На этом небольшом, круглом каменном возвышении, как внутри крепости, был уютный оазис из красивых вековых кедров, росших так же, по кругу. А природное углубление в середине представляло хвойную перину. Вся жизнь оазиса замыкалась за защитной стенкой магматической породы лавового выхода, разрушающейся уже миллионы лет. Лучшего места для ночёвки я даже не ожидал. Ни минуты не раздумывая, и, несмотря на моросящий дождь, я достал из рюкзака оба куска полиэтилена. Накрывшись вместе с мешком одним из них, я стал переодеваться в сухую одежду: в толстую тельняшку подводника, толстый шерстяной свитер, шерстяные спортивные штаны. А когда, переодевшись, выглянул из под кроны кедра, то, к своему удивлению обнаружил, что дождь и ветер прекратились окончательно.
Чудеса! Как только я «брал себя в руки», переключая душевное состояние на оптимизм, так стихия затихала. Это произошло и на перевале, и здесь. Видимо, небо меня испытывало на прочность, на зрелость мужа. Значит, я эти испытания прошёл, коль скоро нахожусь в душевном состоянии удовлетворения всем происходящим. Оставив рюкзак и мокрые вещи накрытыми полиэтиленом под кедром, я выбрал удобное место, между кедрами, для сна. С деревьев капала дождевая вода, и пришлось стелить под открытым небом.
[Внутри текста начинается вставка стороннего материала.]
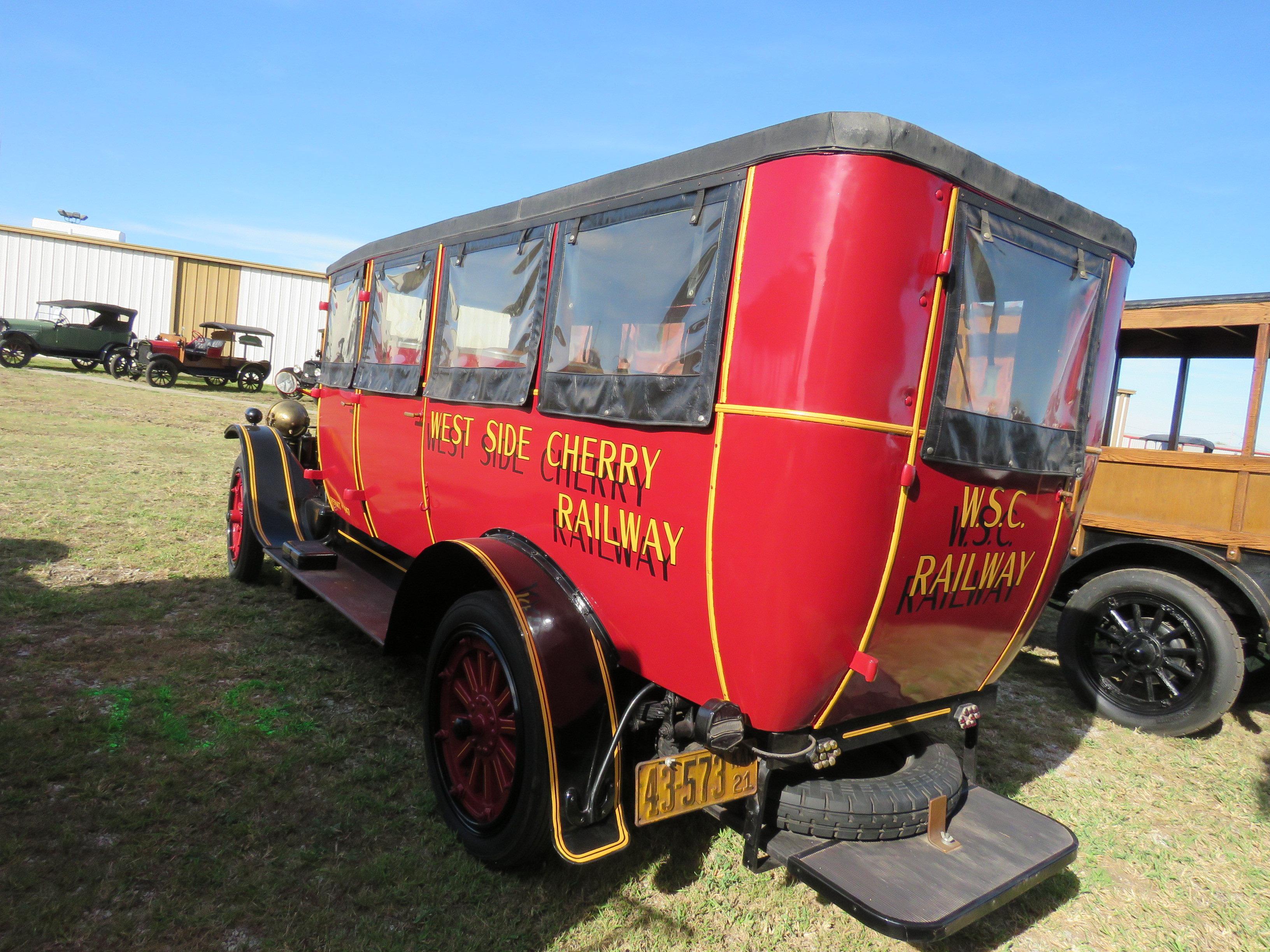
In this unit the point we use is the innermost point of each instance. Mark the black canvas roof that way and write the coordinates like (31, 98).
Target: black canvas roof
(93, 306)
(237, 328)
(868, 134)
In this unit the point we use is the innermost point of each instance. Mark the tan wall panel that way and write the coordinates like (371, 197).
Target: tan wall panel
(1197, 498)
(1256, 516)
(206, 292)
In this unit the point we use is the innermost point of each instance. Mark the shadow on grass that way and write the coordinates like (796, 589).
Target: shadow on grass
(150, 802)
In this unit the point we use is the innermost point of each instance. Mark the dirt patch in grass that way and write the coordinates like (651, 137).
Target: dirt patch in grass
(192, 765)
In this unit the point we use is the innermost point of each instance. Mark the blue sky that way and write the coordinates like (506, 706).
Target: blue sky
(290, 133)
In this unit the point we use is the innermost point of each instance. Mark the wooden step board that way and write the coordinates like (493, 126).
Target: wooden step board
(910, 890)
(352, 590)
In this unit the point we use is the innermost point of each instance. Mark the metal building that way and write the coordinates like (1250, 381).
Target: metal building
(173, 291)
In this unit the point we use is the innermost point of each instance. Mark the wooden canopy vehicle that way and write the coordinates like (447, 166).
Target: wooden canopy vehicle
(225, 354)
(1168, 586)
(87, 333)
(740, 469)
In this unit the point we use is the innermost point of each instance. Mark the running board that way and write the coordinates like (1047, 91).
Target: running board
(907, 889)
(361, 596)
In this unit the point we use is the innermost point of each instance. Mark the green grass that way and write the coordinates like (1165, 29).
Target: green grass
(187, 763)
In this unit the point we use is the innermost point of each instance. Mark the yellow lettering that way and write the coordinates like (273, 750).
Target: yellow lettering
(1010, 512)
(1024, 558)
(607, 455)
(583, 520)
(652, 539)
(571, 451)
(629, 523)
(972, 502)
(996, 509)
(1007, 572)
(967, 586)
(945, 574)
(991, 567)
(672, 541)
(921, 576)
(648, 467)
(626, 467)
(564, 508)
(610, 541)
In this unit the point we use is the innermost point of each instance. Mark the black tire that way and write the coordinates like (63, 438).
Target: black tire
(246, 567)
(251, 380)
(521, 833)
(162, 374)
(1128, 640)
(16, 352)
(881, 793)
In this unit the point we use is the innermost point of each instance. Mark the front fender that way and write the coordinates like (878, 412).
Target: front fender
(276, 485)
(569, 654)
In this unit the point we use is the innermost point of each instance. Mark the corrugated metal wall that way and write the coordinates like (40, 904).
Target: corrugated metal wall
(265, 295)
(36, 267)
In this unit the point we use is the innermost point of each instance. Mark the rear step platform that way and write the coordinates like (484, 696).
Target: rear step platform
(357, 592)
(911, 890)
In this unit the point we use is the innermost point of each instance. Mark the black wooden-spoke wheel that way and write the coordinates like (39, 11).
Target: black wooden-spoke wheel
(1151, 650)
(16, 352)
(487, 748)
(160, 374)
(1149, 654)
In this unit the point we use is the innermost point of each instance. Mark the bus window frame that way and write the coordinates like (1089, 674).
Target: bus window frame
(647, 399)
(341, 375)
(491, 386)
(968, 438)
(398, 380)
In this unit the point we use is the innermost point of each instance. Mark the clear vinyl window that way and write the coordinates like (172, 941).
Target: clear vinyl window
(637, 310)
(1024, 310)
(489, 319)
(635, 296)
(1023, 333)
(343, 328)
(396, 326)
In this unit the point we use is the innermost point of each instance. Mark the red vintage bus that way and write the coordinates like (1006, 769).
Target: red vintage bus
(710, 484)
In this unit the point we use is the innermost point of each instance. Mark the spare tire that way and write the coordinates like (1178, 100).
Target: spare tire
(879, 793)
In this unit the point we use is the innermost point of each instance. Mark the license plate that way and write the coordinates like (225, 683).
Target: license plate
(690, 781)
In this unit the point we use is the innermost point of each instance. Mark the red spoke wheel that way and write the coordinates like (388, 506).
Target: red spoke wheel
(487, 751)
(242, 549)
(478, 718)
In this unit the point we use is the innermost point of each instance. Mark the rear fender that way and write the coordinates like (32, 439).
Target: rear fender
(568, 650)
(276, 485)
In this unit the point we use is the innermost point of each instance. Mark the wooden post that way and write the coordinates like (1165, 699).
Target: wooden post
(1250, 434)
(1179, 403)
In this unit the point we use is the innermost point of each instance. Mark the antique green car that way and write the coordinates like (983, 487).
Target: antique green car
(55, 332)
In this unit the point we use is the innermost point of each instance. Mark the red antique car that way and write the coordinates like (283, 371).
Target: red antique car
(710, 484)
Раскинул на хвое коврик, бросил на него спальник, сверху всё укрыл большим куском полиэтилена, закрепив его камнями по кругу, чтобы возможный порыв ветра не сорвал. Плёнка ещё и задерживает под собой тепло тела холодной ночью. Ходил я при этом по хвойному ковру, уже разутым, в сырых шерстяных носках, как посуху, собираясь ночью так и сушить их на ногах. А вибрамы засунул под коврик в хвою, чтобы не мокли и не задубели за ночь. Если бы завтра мне предстояло идти на ледник, то, как опытный горник, я бы забрал их с собой в спальник, чтобы сушить и греть на животе. Ноги в походах – это главное, и обувь – соответственно. Но в данном состоянии переохлаждения для меня это было бы перебором. К тому же такая экстремальная сушка уже не была настолько важна, потому что на «зелёнке» и в сырой обуви можно легко преодолеть такой дискомфорт.
Перед заползанием в постель я засунул в рот горсть сухарей с карамелькой и одну штучку кураги из лично сэкономленного за поход запаса и стал их сосать, на большее сил уже не было. Радуясь затишью стихий, я, в полной ночной тишине, залез в спальник с головой, в надежде согреться. Но не успел прожевать свой ужин (он же и обед), разом поместившиеся в рот, как почувствовал, что с наветренной стороны продувает холодом тонкий спальник. Высунув голову наружу, я с помощью фонарика обнаружил отсутствие камня, прижимавшего мой «тент» у левого плеча. Лёгкий ветерок, даже незаметный снаружи, откинул угол полога. Осмотрев всё вокруг, я не нашёл этот камень, он исчез! Это кто же его унёс?! Кто шутит со мной?! Мне стало не по себе от неизвестности. Я внимательно осмотрелся: вокруг стояла гробовая тишина, и ни души… С мистическим страхом мне пришлось вылезти совсем, чтобы найти ему замену. А поскольку я уже использовал все, имеющиеся внутри «моего» оазиса, камешки, то мне пришлось выйти за каменный барьер «крепостной» стенки, чтобы найти подходящий. Размышляя о немыслимости происходящего, я закрепил свой полог новым камнем и снова, уже с благоговейным страхом, залез с головой в спальник и свернулся калачиком с намерением – согреться наконец. С неразрешимой задачкой в голове, едва пригревшись, я за минуту уснул.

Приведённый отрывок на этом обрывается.